17 Uw hart ging groot op uw pracht, En uw wijsheid hebt ge vergooid om uw luister; Daarom heb Ik u ter aarde geworpen, U voor het gezicht van koningen te kijk gesteld.
Ditt hjerte ophøiet sig for din skjønnhets skyld, du ødela din visdom på grunn av din glans; jeg kastet dig til jorden, jeg la dig ned for kongers åsyn, forat de skulde se på dig med lyst.
18 Door uw grote schuld en slechte praktijken Hebt ge uw heiligdommen ontwijd; Daarom riep Ik een vuur uit u op, dat u verteerde, Legde Ik u in as op de aarde, voor de ogen van al die u zagen.
Ved dine mange misgjerninger, ved din urettferdige handel vanhelliget du dine helligdommer. Derfor lar jeg ild gå ut fra dig, og den skal fortære dig; jeg gjør dig til aske på jorden for alle deres øine som ser dig.
19 En allen, die u kenden onder de volken, Staan stom van ontzetting om u; Een spookbeeld zijt ge geworden, Verdwenen voor eeuwig!
Alle som kjente dig blandt folkene, er forferdet over dig; en redsel er du blitt, og du er blitt borte - for evig tid.
20 Het woord van Jahweh werd tot mij gericht.
Og Herrens ord kom til mig, og det lød så:
21 Mensenkind, ge moet uw gelaat richten naar Sidon; profeteer tegen haar
Menneskesønn! Vend ditt åsyn mot Sidon og spå mot det
22 en zeg: Zo spreekt Jahweh, de Heer! Sidon, Ik kom op u af, en zal Mij in uw midden verheerlijken, opdat men erkenne, dat Ik Jahweh ben, als Ik in haar gerichten voltrek, aan haar mijn heiligheid bewijs.
og si: Så sier Herren, Israels Gud: Se, jeg kommer over dig, Sidon, og jeg vil forherlige mig i dig. Og de skal kjenne at jeg er Herren, når jeg holder dom over det og åpenbarer min hellighet på det.
23 Pest stuur Ik op haar af, en bloed op haar straten. Binnen haar midden zullen verslagenen vallen, als het zwaard aan alle kanten tegen haar woedt. Zo zullen ze erkennen, dat Ik Jahweh ben!

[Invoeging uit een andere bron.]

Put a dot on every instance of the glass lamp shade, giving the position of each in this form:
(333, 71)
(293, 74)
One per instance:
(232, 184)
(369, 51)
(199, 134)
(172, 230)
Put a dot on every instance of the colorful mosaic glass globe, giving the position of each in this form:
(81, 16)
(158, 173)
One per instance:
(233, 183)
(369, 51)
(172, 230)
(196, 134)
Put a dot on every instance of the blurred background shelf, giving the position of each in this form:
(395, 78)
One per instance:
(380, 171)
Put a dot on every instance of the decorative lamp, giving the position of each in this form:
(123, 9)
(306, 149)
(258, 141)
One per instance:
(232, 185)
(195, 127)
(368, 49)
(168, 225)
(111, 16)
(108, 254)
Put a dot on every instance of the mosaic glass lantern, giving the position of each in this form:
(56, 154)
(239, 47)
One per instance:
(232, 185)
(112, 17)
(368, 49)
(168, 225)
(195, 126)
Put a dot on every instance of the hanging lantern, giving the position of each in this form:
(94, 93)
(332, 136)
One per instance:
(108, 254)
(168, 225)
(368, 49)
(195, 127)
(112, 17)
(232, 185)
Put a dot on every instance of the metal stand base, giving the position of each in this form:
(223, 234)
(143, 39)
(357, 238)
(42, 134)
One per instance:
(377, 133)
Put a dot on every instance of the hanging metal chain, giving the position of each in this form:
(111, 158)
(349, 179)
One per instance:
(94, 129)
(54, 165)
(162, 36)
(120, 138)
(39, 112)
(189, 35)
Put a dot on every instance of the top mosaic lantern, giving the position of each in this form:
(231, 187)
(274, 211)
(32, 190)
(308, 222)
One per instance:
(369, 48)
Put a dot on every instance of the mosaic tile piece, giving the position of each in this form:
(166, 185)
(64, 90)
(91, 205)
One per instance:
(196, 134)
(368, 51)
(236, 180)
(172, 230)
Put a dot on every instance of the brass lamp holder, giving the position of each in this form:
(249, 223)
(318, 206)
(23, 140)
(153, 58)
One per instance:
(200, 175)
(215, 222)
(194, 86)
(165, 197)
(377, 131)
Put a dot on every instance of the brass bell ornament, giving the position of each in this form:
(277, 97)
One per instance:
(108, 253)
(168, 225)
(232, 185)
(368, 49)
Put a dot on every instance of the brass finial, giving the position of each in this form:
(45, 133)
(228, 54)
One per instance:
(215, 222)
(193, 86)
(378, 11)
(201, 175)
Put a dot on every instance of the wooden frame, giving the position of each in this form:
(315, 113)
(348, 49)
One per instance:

Og jeg vil sende pest og blod over det på dets gater, og drepte menn skal falle der for et sverd som kommer over det fra alle kanter, og de skal kjenne at jeg er Herren.
24 Dan zal er voor het huis van Israël geen pijnlijke prikkel en geen smartelijke doorn meer zijn van de kant van alle omliggende volken, die het verachten. Zo zullen ze erkennen, dat Ik Jahweh ben!
Og ikke skal det for Israels hus mere være nogen stikkende torn eller brennende tistel blandt alle dem som bor rundt omkring dem, og som forakter dem, og de skal kjenne at jeg er Herren, Israels Gud.
25 Dit zegt Jahweh, de Heer: Als Ik het huis van Israël uit de volken, waaronder ze verstrooid zijn, bijeen heb gebracht, dan zal Ik door hen mijn heiligheid bewijzen ten aanschouwen van de volken, en zullen zij zich vestigen op hun eigen grond, die Ik aan mijn dienaar Jakob gegeven heb.
Så sier Herren, Israels Gud: Når jeg samler Israels hus fra de folk som de er spredt iblandt, da vil jeg åpenbare min hellighet på dem for folkenes øine, og de skal bo i sitt land, det som jeg gav min tjener Jakob,
26 Daar zullen ze veilig wonen en huizen bouwen, wijngaarden planten en zich veilig voelen, als Ik de strafgerichten heb voltrokken aan al hun buren, die hen veracht hebben. Zo zullen zij erkennen, dat Ik, Jahweh, hun Heer ben!
og de skal bo trygt der og bygge hus og plante vingårder - de skal bo trygt, mens jeg holder dom over alle dem som bor rundt omkring dem, og som forakter dem, og de skal kjenne at jeg, Herren, er deres Gud.